My grandfather issues are a long story, one I will leave for the next post. I will just say that he’s been emotionally abusive to my grandmother, my mother, me, for the most of his life. Now that he is really old, too old for anything else, he is just an old man for which my mom has to take care. Yet the thought of him makes me sick. For me, blood doesn’t equate family, and he certainly isn’t a part of mine. I realized that when I was a teenager when I started ignoring him when he was talking. Then I left for university and he stopped existing for me. But the thought of him in my room still made me feel sick.

Visiting for a week meant sneaking through my own house like a thief, and sleeping on the couch in the living room. Pretending that I don’t hear the mid-night screaming. The first night I wake every hour, panicky and jittery, afraid of the old man in my room, to whom I hadn’t said a word in 7 years.

I feel amazed at my mom’s strength, to take care of him even when he has hurt her in many ways all her life, and she has enough problems just with her job.

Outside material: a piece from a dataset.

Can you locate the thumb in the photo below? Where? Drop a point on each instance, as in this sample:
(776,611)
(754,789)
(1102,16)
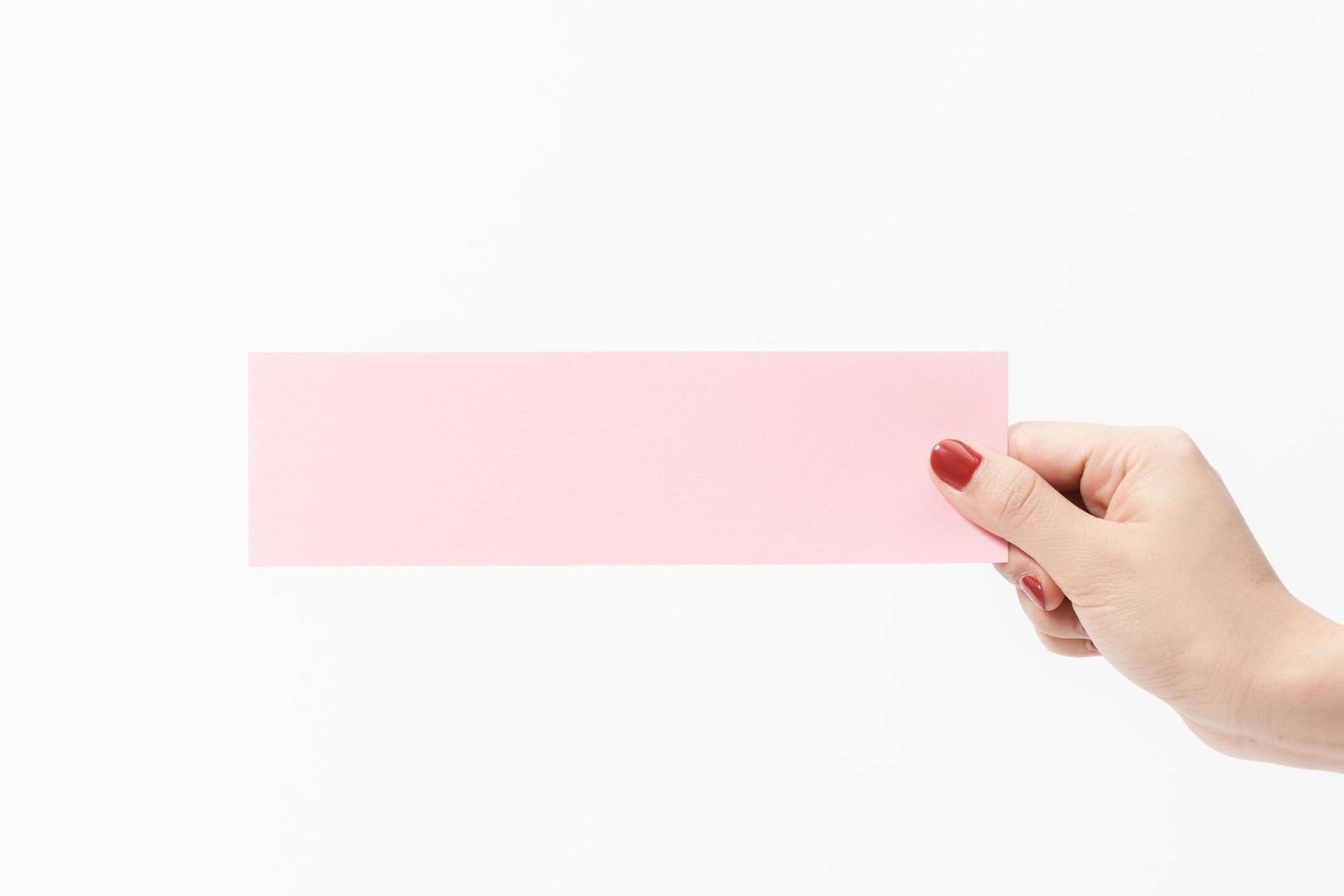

Being at home for a week, I feel tired and agitated, from the lack of sleep and dealing with him. I can only imagine how she feels. There are very little certain things in life. I never particularly liked the apartment we have, but it was still safe, and it was still home. Now nothing about it feels like home, and that is almost unimaginable. Now, when I am a border away from there, I finally feel…safe. Sad part is, no matter how much I know my mom has learned to tolerate him, I know it takes a toll on her. Just like all such thing do. And when I was in that bad summer, at least I knew it was for  months- though every day felt longer and longer- which she has no deadline for how long she will deal with this.

So for both our sake, I try to be healthier, do the best when I am in my new home, and can really work, to deal with my issues so that I feel good enough to help her in some ways.

I guess we never really leave our past, do we?

I thought my childhood issues were nothing but my past, “how things were” back than. That first night, when I wake up from the screaming, I know that it’s time I face all my shadows. One at a time.